Haiti ... "restavecs"

Dear Colleagues

A friend sent me this message and pointer to a URL. The article referenced is about the very poor children that are essentially sold into servitude all over Haiti. He simply wrote:
Sometimes it is hard to know what to believe.
While I do not know the facts in Haiti first hand, I have seen similar situations in a lot of other poor societies. In response I wrote the following:
Dear Colleagues

Thank you for sending me this.

While I am not an academic expert on the history of Haiti ... I am a fairly competent accountant and analyst of economic activities. If you try to answer the question "Why are Haitian people so poor?" you end up with an answer that fits very well with the story recited in the URL you sent.

The so called "restavecs" are a big reality ... though not much talked about for obvious reasons. The problem is not unique to Haiti. Ultra poor families are trading their children all over the planet ... to help keep the rest of the family from starving. This is a piece of the global economy that has been created over the past "long time" by our global socio-economic system and its decision makers. I think it stinks ... but those that have the wealth have the guns and have the power and make decisions that maintain the status quo or improve it for the continuing benefit of the powerful socio-economic and political elites.
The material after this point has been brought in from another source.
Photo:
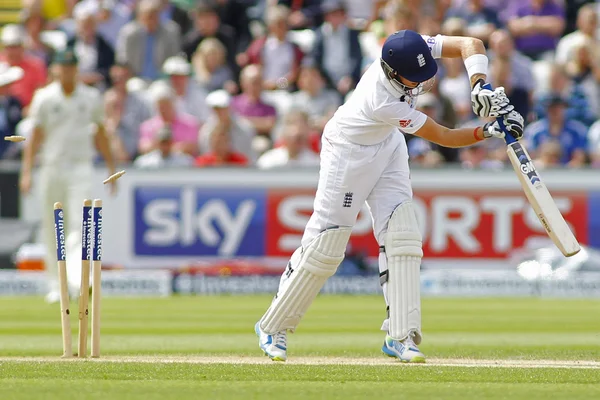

Things can change ... and things should change ... but it is not going to be easy, and the outcome is uncertain. My role in all of this change will be through a process that brings together data, analysis, planning and accountability.
I am appalled that in the modern world the planners and politicians and the people who make public policy cannot handle the crisis of around 4 billion poor and hungry people around the planet. There are: (1) massive needs and things that need to be done; (2) lots of cash and credit on the sidelines; (3) lots of people unemployed; (4) and a total inability to allocate resources so that important things get done.